One of the world’s leading eco-alarmists, Lester Brown, is clanging the fire bell again—this time warning that huge numbers of Third World “environmental refugees” are fleeing the impacts of over-population, over-grazing, over-logging, and over-farming.

If that sounds a bit over-the-top, it is. After doing a critical analysis of the latest white paper issued by Brown’s Earth Policy Institute, one can only point out that the EPI is attributing panicked flight to immigrants, who, in reality, are merely seeking economic opportunity.

Brown and the EPI claim that bodies of fleeing African refugees routinely wash ashore on the Mediterranean beaches of Italy, France and Spain, and that a flow of environmental refugees is fleeing Haiti because “the land is denuded and the soil is washing to the sea.”

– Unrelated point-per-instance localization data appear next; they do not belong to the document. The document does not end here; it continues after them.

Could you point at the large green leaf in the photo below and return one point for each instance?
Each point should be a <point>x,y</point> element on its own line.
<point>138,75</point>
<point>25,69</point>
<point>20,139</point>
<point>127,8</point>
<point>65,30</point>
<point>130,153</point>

The reality is that the border-crossers are not so much ecological refugees as they are the more quick-footed citizens of failing societies. They are responding—predictably and urgently—to the message of hope, abundance, and freedom emitted by the successful societies of the First World.

Africans and Latin Americans today are suffering from the soil erosion associated with slash-and-burn farming, but they are suffering even more intensely from poverty, unemployment, government corruption, civil-war-by-machete and torturous repression from sadistic dictators.

They look across the borders at the First World and see people protected by laws and honest police; people who send their kids to schools and get jobs that pay for nice homes and TV sets.

I had neighbors who were driven from Colombia by arson and automatic weapons. They left behind the life savings they’d invested in a small, vulnerable trucking company. When they got to America, however, they both quickly got jobs—and enrolled their kids in the local community college.

Of course, environmental quality certainly is important, to both poor people and rich ones.

As it happens, however, the First World delivers not only the jobs but clean air, clean water, and well-protected wildlife preserves.

A World Bank study finds that water quality begins to improve when per capita incomes reach about $3,000; and much of the drive for eco-quality kicks in before incomes top $8,000. Markets for illegally trapped monkey brains or poached elephant tusks disappear as crop yields rise. In the Third World, all wildlife is at risk from the expansion of low-yield farming.

Opponents of the North American Free Trade Agreement (NAFTA) contended the

treaty would send U.S. jobs to Mexico. Some have moved. But the alternative to creating good jobs and peaceful prosperity in Mexico is to gradually find much of Mexico moving to the United States. We’re simply too attractive to ignore, even if you love your homeland as do most Mexicans. We could put the army on the border, but without live ammunition and orders to shoot, Mexican immigrants will walk past the rifle barrels.

The Latinos coming across the U.S. border today have often traveled from Mexico’s job-hopeless southern regions, or from even more remote and authoritarian societies such as Honduras and Guatemala. NAFTA has helped create many Mexican jobs in the last decade, but not yet enough.

So long as the First world offers both the good jobs and the cleaner environment, people who have lost hope in their own countries will attempt to immigrate. It’s another reason to applaud “nation-building” in whatever ways work.

America should be liberating farm trade, so that tropical countries can sell us their low-cost sugar and buy our low-cost wheat. We need to encourage democracy, by example, by advice, and by assistance. It will be a long-term job, but al Queda’s success with the demoralized has demonstrated the necessity of this task.

To paraphrase Abraham Lincoln, the world cannot long remain half-slave and half-free. If despots and terrorists can claim half of it, they most certainly will try for the rest.